37. test kit according to claim 36, wherein, described triglyceride has the water content less than about 0.01%.

38. test kit according to claim 36, wherein, described container is a light resistant container.

39. test kit according to claim 36, wherein, described carrier further comprises antioxidant.

40. test kit according to claim 36, wherein, described container comprises the described compositions of single-dose treatment effective dose.

41. according to the described test kit of claim 40, wherein, described container comprises the described compositions of multiple dose treatment effective dose.

42. according to the described method of claim 41, wherein, described compositions exists with the amount of about 100mL.
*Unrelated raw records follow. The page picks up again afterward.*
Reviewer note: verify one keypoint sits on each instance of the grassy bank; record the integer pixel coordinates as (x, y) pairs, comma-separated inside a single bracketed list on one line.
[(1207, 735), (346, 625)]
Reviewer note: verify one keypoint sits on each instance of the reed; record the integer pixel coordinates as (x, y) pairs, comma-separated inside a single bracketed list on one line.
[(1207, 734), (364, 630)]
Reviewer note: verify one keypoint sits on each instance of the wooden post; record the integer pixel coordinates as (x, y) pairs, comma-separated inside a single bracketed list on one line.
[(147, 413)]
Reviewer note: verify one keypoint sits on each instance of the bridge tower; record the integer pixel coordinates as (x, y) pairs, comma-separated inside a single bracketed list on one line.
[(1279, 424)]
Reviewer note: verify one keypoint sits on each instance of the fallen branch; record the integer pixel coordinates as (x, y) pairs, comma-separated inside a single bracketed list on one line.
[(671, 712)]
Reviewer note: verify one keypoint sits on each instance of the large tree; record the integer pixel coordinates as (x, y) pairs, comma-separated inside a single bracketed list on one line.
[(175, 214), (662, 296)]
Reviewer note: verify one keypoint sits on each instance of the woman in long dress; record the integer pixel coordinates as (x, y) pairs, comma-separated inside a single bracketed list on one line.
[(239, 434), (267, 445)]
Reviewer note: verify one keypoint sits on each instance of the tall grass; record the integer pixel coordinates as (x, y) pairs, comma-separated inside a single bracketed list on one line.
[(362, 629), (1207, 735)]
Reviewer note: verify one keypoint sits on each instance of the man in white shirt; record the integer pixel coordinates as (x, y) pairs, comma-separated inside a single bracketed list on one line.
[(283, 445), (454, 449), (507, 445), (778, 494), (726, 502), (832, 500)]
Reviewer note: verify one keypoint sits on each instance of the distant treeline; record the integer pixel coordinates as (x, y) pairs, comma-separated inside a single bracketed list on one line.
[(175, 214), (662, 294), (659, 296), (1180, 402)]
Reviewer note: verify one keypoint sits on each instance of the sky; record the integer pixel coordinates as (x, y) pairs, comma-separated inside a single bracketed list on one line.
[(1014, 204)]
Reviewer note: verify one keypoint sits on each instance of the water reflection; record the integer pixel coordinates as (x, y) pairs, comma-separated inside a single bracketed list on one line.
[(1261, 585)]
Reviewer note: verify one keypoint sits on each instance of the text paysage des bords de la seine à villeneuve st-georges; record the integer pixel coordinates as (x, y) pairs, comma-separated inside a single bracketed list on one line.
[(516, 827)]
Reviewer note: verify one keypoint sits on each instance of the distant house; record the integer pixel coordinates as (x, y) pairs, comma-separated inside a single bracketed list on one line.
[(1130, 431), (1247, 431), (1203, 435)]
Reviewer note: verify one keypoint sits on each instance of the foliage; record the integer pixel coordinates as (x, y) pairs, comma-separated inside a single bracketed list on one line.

43. according to the described method of claim 41, wherein, described compositions exists with the amount of about 200mL.

44. according to the described method of claim 41, wherein, described compositions exists with the amount of about 250mL.

45. test kit according to claim 36, wherein, described container is made by high density polyethylene (HDPE).

46. test kit according to claim 36, wherein, described container comprises can be removed, change then to reseal the closing device of described container.

47. a test kit comprises:

(a) first container comprises the solid composite for the treatment of effective dose, and described solid composite comprises unsettled especially activating agent and desiccant, and

(b) second container comprises the medicinal fluid carrier that comprises triglyceride that is suitable for oral administration, and excipient, diluent or their combination.

48. according to the described test kit of claim 47, wherein, any in described first container and second container or two are light resistant containers.

49. according to the described test kit of claim 47, wherein, any in described first container and second container or two are made by high density polyethylene (HDPE).

50. according to the described test kit of claim 47, wherein, described carrier further comprises antioxidant.

51. according to the described test kit of claim 47, wherein, described antioxidant is BHA and/or BHT.